A prediction interval is an interval that covers the future (or otherwise unknown) value of a random variable with some prespecified probability.
Prediction intervals are conceptually related to confidence intervals, but they are not the same. A prediction interval pertains to a realization (which has not yet been observed, but will be observed in the future), whereas a confidence interval pertains to a parameter (which is in principle not observable, e.g., the population mean).
In the time series context, prediction intervals are known as forecast intervals.
(This is copied verbatim from the tag wiki for the prediction-interval tag.)
The standard error is the estimated standard deviation of an estimate of a parameter. It is typically used to construct a confidence-interval for the parameter, together with the point estimate and usually a normal distribution, which is motivated by the Central Limit Theorem or similar.
As an example, let us simulate some weakly related data and fit a (correctly specified) model. In R:
nn <- 20
predictor <- runif(nn)
response <- 3*predictor+rnorm(nn)
model <- lm(response~predictor)
xx <- seq(min(predictor),max(predictor),by=.01)

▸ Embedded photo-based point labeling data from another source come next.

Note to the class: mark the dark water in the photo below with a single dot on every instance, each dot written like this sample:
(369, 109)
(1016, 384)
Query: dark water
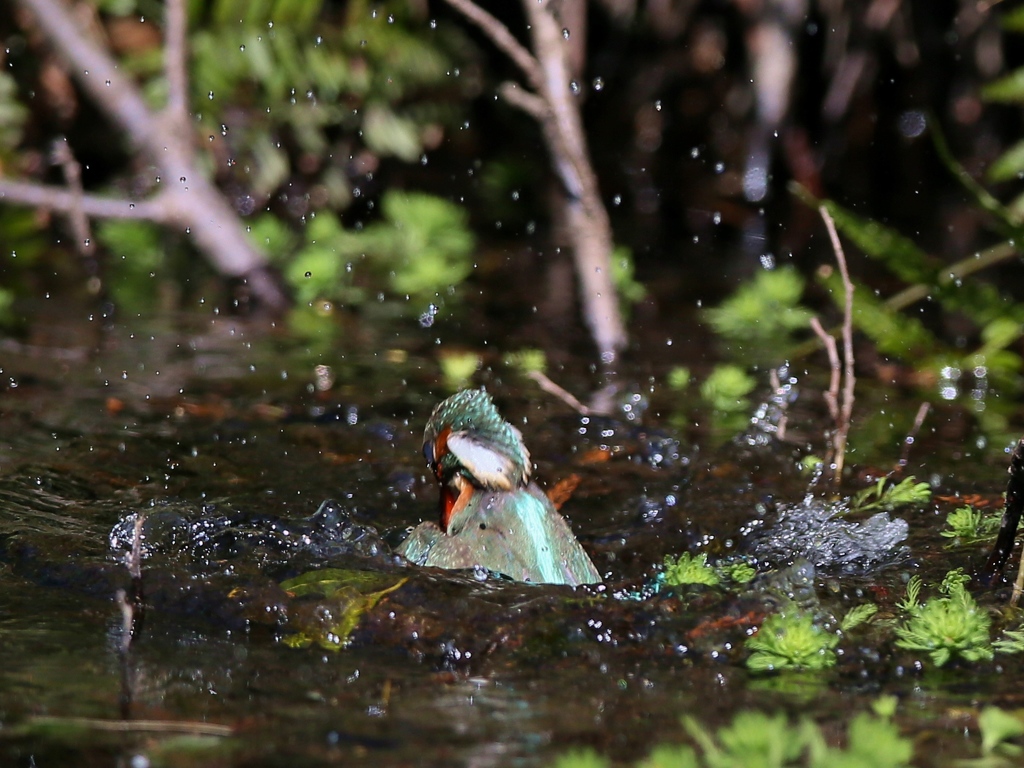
(217, 432)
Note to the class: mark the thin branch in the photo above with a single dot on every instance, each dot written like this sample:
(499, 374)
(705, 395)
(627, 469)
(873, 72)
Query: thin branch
(192, 727)
(175, 62)
(189, 200)
(73, 177)
(64, 201)
(503, 40)
(563, 394)
(849, 377)
(529, 102)
(832, 396)
(911, 436)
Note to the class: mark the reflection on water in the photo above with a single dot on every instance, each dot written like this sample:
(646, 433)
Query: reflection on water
(226, 438)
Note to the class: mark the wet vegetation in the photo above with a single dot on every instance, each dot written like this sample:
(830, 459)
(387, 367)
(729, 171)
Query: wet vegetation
(790, 480)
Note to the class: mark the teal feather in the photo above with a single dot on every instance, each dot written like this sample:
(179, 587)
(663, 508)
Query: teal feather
(507, 523)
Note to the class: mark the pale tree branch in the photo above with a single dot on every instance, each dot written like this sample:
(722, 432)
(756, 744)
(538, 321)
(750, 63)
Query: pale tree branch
(504, 40)
(548, 72)
(67, 202)
(189, 201)
(842, 411)
(176, 61)
(73, 177)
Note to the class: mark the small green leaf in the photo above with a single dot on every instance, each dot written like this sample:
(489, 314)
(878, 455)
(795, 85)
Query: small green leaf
(688, 568)
(997, 726)
(880, 496)
(1009, 165)
(792, 641)
(859, 614)
(726, 388)
(670, 756)
(1009, 89)
(581, 759)
(678, 378)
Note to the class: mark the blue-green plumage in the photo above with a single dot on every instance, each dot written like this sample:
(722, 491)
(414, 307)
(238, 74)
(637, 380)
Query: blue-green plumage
(492, 515)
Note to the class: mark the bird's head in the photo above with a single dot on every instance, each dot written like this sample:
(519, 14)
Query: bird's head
(468, 444)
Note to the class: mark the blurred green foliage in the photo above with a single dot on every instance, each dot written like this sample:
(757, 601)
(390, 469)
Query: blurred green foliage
(968, 526)
(887, 496)
(136, 262)
(421, 249)
(947, 627)
(792, 641)
(756, 739)
(759, 320)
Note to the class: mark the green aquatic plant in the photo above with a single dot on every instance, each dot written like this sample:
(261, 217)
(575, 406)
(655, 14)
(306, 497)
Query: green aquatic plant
(755, 739)
(458, 369)
(1012, 641)
(997, 727)
(526, 360)
(792, 641)
(340, 598)
(968, 525)
(726, 389)
(763, 313)
(740, 572)
(947, 627)
(678, 378)
(689, 568)
(581, 759)
(880, 496)
(858, 615)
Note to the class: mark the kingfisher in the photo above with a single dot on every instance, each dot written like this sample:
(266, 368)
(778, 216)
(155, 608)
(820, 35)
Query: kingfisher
(492, 514)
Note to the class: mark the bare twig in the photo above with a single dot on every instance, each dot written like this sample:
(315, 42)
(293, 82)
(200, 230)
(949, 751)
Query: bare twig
(919, 420)
(175, 62)
(504, 40)
(189, 201)
(832, 396)
(527, 101)
(844, 413)
(197, 728)
(135, 555)
(57, 199)
(563, 394)
(548, 72)
(127, 621)
(73, 177)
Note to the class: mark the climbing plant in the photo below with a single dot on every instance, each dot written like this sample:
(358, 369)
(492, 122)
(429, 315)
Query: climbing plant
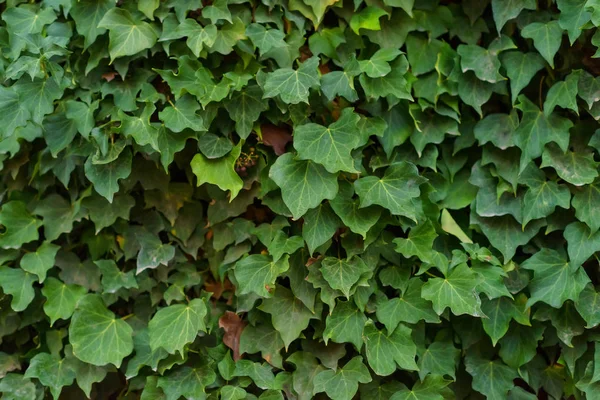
(233, 199)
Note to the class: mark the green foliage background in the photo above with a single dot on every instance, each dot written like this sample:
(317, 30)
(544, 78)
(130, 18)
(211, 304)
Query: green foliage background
(374, 199)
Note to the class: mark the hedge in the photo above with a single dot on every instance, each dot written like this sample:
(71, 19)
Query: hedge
(242, 199)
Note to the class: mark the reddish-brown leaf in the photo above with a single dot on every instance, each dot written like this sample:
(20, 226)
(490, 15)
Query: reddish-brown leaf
(233, 326)
(276, 136)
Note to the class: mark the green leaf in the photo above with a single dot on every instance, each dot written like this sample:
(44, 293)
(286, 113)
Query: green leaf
(320, 224)
(18, 284)
(500, 312)
(343, 274)
(284, 307)
(182, 115)
(331, 146)
(409, 307)
(546, 38)
(563, 94)
(342, 384)
(506, 234)
(219, 171)
(245, 108)
(293, 86)
(504, 11)
(456, 291)
(378, 65)
(265, 39)
(555, 280)
(536, 130)
(98, 338)
(257, 273)
(345, 324)
(128, 34)
(520, 69)
(304, 184)
(51, 371)
(105, 177)
(186, 381)
(440, 358)
(491, 378)
(385, 353)
(61, 299)
(20, 226)
(113, 278)
(394, 191)
(40, 261)
(87, 15)
(367, 18)
(581, 242)
(577, 168)
(173, 327)
(573, 17)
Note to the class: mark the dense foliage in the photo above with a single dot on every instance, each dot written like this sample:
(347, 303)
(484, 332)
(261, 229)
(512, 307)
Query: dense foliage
(383, 199)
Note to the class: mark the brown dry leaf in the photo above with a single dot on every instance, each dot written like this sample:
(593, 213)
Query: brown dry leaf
(276, 136)
(233, 326)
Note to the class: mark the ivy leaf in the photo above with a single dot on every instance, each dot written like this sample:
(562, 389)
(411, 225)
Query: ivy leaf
(18, 284)
(342, 274)
(283, 306)
(359, 220)
(331, 146)
(546, 38)
(61, 299)
(128, 34)
(105, 177)
(384, 352)
(40, 261)
(563, 94)
(343, 383)
(536, 130)
(409, 307)
(378, 65)
(484, 62)
(543, 196)
(320, 224)
(293, 86)
(265, 39)
(520, 69)
(505, 11)
(173, 327)
(87, 15)
(581, 242)
(186, 381)
(113, 278)
(455, 291)
(573, 16)
(219, 171)
(257, 273)
(182, 115)
(419, 243)
(20, 226)
(492, 378)
(500, 312)
(577, 168)
(506, 234)
(245, 108)
(345, 324)
(98, 338)
(432, 387)
(51, 371)
(304, 184)
(394, 191)
(367, 18)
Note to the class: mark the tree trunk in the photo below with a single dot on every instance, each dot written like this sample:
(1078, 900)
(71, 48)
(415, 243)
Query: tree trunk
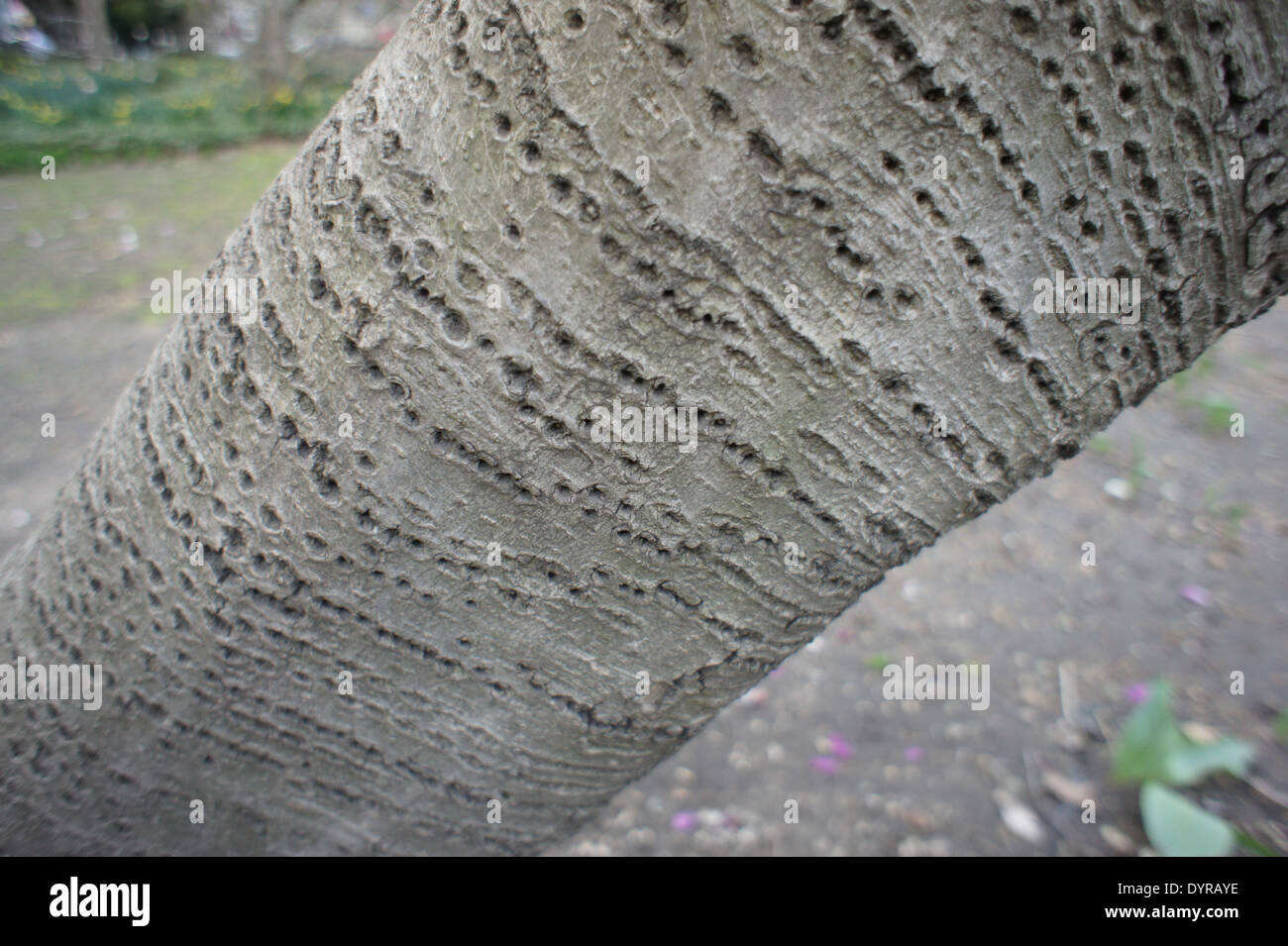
(468, 259)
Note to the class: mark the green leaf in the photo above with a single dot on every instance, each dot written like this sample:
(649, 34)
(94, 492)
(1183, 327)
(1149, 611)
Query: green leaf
(1177, 828)
(1147, 739)
(1151, 748)
(1192, 762)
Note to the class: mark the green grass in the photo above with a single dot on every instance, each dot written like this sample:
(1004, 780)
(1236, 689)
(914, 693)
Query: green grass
(142, 108)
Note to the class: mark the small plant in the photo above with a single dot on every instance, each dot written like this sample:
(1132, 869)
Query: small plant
(1153, 751)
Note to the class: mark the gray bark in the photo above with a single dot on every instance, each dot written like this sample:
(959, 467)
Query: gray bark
(450, 168)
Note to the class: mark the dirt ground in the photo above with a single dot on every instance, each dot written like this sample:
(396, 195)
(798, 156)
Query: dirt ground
(1189, 523)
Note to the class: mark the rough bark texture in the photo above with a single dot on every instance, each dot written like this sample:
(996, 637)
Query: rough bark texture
(450, 168)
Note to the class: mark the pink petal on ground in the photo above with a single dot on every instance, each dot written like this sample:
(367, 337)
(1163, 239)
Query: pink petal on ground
(684, 820)
(838, 745)
(1137, 692)
(1197, 594)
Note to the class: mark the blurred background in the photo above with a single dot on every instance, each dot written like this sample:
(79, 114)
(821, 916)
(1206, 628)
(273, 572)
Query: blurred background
(161, 149)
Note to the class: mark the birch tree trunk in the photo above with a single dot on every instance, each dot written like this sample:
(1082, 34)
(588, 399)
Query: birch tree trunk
(522, 213)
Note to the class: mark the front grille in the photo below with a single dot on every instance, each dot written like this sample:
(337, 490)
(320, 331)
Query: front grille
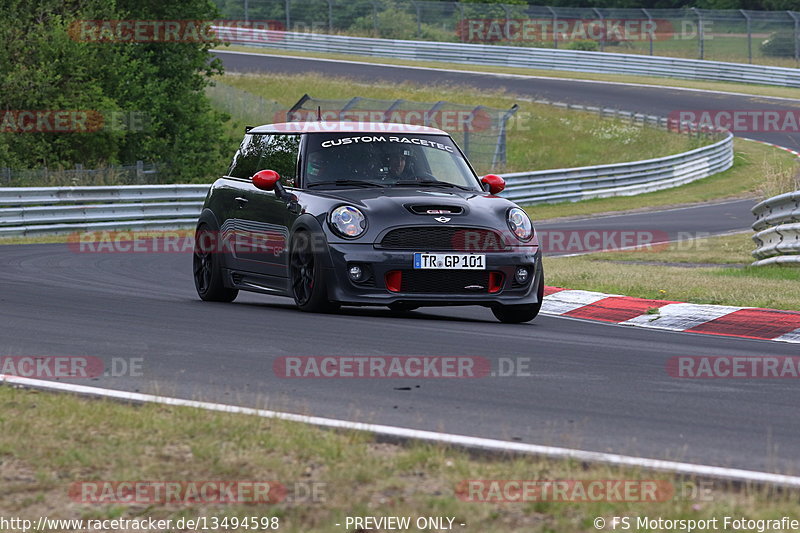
(435, 238)
(427, 209)
(444, 281)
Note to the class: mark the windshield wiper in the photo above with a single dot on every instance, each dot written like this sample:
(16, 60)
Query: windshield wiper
(356, 183)
(430, 183)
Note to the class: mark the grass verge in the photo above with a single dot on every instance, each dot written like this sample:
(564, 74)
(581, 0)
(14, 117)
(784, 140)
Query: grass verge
(743, 88)
(712, 270)
(49, 442)
(540, 136)
(758, 170)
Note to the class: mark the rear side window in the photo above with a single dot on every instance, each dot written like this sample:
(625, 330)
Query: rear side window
(267, 152)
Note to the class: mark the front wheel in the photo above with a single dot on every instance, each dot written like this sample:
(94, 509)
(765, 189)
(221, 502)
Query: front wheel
(308, 280)
(516, 314)
(207, 268)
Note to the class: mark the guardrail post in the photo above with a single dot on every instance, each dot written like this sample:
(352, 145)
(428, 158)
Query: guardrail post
(419, 18)
(500, 148)
(650, 20)
(700, 37)
(426, 121)
(603, 33)
(749, 36)
(507, 25)
(796, 35)
(555, 19)
(375, 18)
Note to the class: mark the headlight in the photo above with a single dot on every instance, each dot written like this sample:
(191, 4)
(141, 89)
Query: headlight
(520, 224)
(348, 221)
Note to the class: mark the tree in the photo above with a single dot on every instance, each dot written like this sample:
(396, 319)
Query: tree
(49, 65)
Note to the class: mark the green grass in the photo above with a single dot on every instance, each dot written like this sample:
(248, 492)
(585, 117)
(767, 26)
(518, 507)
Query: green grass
(50, 441)
(540, 137)
(744, 88)
(684, 272)
(758, 170)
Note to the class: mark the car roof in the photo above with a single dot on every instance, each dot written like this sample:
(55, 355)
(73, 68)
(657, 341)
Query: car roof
(345, 127)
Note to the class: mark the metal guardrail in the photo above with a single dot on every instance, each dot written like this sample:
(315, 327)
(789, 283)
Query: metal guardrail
(621, 179)
(778, 230)
(47, 210)
(522, 57)
(50, 210)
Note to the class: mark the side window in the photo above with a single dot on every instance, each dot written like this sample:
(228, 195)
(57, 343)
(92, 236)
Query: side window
(245, 162)
(279, 153)
(262, 152)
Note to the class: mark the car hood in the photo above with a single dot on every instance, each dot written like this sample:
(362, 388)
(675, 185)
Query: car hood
(415, 206)
(411, 203)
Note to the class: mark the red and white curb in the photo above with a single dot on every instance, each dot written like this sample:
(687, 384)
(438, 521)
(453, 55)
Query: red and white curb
(748, 322)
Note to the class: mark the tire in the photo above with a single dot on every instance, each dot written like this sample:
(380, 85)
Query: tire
(516, 314)
(207, 268)
(308, 286)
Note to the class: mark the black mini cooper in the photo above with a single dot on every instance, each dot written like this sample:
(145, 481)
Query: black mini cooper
(342, 213)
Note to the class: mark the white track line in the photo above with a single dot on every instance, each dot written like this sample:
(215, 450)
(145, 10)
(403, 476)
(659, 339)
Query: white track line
(517, 76)
(690, 469)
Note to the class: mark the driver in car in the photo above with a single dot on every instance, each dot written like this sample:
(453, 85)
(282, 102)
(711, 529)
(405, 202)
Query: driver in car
(397, 163)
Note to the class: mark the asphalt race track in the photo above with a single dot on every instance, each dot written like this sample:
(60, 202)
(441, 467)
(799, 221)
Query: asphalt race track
(648, 100)
(591, 386)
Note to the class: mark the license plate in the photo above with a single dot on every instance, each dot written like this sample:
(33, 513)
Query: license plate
(450, 261)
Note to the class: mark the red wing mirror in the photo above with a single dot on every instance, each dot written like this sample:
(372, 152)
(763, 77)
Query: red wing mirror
(496, 183)
(266, 179)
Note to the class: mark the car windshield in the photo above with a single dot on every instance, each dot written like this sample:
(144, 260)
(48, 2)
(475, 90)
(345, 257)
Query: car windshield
(385, 160)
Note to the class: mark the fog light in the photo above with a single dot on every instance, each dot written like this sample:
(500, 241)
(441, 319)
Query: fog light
(521, 276)
(355, 272)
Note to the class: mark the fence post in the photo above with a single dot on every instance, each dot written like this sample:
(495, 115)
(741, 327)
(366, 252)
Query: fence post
(650, 20)
(749, 36)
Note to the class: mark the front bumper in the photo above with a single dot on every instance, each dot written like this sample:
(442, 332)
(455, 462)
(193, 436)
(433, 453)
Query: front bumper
(381, 261)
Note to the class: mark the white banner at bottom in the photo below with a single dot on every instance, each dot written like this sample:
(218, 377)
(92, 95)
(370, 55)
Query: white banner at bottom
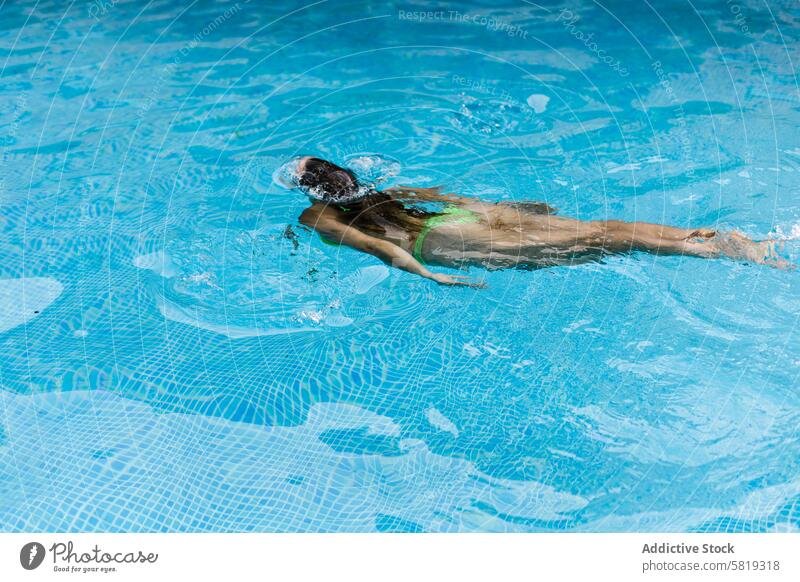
(400, 557)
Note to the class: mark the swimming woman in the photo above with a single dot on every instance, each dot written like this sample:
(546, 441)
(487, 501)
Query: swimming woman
(410, 228)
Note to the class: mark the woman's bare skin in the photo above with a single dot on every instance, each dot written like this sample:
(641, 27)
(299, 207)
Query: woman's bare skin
(517, 235)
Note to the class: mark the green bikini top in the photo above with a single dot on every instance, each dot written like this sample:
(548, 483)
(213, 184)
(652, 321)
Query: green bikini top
(451, 214)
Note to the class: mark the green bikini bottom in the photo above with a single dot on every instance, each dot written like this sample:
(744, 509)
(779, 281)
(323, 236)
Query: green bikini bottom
(450, 215)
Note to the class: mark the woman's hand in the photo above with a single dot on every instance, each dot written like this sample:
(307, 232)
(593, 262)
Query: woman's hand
(456, 280)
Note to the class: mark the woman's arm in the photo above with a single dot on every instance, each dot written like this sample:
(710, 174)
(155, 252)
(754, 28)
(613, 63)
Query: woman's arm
(434, 194)
(389, 253)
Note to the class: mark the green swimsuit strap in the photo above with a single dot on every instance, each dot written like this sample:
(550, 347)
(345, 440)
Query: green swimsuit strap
(450, 215)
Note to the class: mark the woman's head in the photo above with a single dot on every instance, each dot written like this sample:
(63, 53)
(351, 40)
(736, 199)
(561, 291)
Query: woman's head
(326, 181)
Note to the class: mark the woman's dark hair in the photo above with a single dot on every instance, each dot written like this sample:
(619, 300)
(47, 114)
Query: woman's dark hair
(370, 210)
(328, 180)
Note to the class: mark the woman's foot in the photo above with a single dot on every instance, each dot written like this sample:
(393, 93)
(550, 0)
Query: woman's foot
(738, 247)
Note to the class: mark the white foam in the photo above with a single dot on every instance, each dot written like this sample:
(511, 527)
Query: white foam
(24, 299)
(538, 102)
(158, 262)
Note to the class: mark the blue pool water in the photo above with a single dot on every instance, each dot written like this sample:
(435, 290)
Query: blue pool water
(174, 359)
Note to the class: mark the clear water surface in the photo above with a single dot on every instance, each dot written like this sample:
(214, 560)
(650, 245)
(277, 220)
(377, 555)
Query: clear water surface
(173, 358)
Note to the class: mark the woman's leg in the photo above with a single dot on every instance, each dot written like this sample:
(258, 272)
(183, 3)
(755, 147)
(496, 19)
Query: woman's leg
(666, 240)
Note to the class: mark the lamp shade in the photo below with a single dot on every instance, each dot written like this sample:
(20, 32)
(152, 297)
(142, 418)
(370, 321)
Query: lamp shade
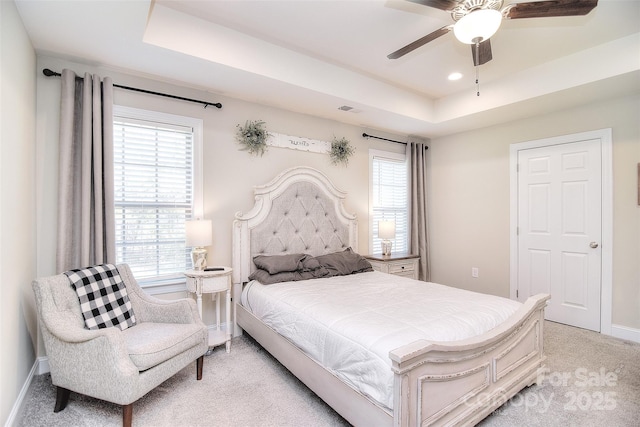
(199, 232)
(478, 25)
(387, 229)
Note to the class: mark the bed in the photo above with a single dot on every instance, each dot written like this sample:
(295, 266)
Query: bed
(434, 381)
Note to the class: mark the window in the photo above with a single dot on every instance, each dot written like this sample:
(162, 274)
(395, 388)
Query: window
(389, 198)
(157, 187)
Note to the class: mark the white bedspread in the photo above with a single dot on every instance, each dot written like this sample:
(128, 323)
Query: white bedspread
(349, 324)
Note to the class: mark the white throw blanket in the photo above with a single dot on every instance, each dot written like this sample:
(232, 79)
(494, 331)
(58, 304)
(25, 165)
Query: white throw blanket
(349, 324)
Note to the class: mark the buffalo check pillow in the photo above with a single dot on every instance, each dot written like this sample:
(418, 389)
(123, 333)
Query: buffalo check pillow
(103, 297)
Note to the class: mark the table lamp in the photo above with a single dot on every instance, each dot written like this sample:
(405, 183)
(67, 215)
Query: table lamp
(386, 231)
(198, 236)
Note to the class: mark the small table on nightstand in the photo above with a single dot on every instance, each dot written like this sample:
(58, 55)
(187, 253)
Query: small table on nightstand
(400, 264)
(213, 282)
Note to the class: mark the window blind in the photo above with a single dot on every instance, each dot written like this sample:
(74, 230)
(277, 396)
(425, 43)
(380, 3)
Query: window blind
(390, 200)
(154, 196)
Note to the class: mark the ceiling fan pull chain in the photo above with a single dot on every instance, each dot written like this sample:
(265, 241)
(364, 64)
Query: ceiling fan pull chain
(477, 69)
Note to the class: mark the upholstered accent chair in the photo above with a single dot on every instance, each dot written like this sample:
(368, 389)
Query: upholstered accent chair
(111, 364)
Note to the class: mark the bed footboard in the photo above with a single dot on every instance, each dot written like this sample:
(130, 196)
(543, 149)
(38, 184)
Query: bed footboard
(460, 383)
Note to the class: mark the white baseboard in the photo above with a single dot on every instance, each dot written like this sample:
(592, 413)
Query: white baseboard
(625, 333)
(43, 365)
(16, 411)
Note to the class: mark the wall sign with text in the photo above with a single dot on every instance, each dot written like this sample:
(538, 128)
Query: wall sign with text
(298, 143)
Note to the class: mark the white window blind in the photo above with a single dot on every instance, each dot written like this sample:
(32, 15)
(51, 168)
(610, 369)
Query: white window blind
(155, 191)
(389, 198)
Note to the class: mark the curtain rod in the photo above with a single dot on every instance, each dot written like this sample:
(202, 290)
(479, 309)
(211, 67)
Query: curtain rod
(47, 72)
(385, 139)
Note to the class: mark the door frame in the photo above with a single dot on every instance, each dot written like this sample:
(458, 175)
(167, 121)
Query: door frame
(606, 283)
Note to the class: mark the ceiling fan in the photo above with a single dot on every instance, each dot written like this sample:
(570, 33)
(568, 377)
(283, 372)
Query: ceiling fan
(477, 20)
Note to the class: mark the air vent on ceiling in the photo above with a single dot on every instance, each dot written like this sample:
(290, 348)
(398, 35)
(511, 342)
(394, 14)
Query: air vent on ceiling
(348, 108)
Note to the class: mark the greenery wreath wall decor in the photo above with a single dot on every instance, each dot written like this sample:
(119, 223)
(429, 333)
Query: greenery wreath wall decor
(341, 150)
(253, 137)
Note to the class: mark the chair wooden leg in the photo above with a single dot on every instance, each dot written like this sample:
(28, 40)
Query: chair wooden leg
(62, 398)
(127, 415)
(199, 364)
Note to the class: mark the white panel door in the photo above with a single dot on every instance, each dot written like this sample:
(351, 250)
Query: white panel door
(560, 229)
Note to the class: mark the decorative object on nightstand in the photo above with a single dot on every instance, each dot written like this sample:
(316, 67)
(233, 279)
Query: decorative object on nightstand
(214, 281)
(199, 236)
(386, 231)
(400, 264)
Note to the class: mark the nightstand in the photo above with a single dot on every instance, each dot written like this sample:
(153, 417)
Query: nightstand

We can now extract the quantities we are interested in:
The standard error of (say) the parameter estimate for the regression slope is 0.7394:
... truncated ...
Estimate Std. Error t value Pr(>|t|)
(Intercept) 0.9412 0.4593 2.049 0.0553 .
predictor 1.4083 0.7394 1.905 0.0729 .
This allows us to obtain a symmetric 95% confidence interval for the regression slope parameter of $[-0.14,2.96]$:
2.5 % 97.5 %
(Intercept) -0.02380633 1.906270
predictor -0.14499836 2.961647
Finally, we can get a 95% prediction interval for a new observation. For that we need to specify at what value of the predictor we want to calculate this PI. For instance, we could use a predictor value of $0.5$, yielding a PI of $[-0.34,3.63]$:
fit lwr upr
1 1.645394 -0.3415354 3.632323
We see how the standard error and the confidence interval pertain to unobservable parameters, while the prediction interval pertains to (yet unseen) observations.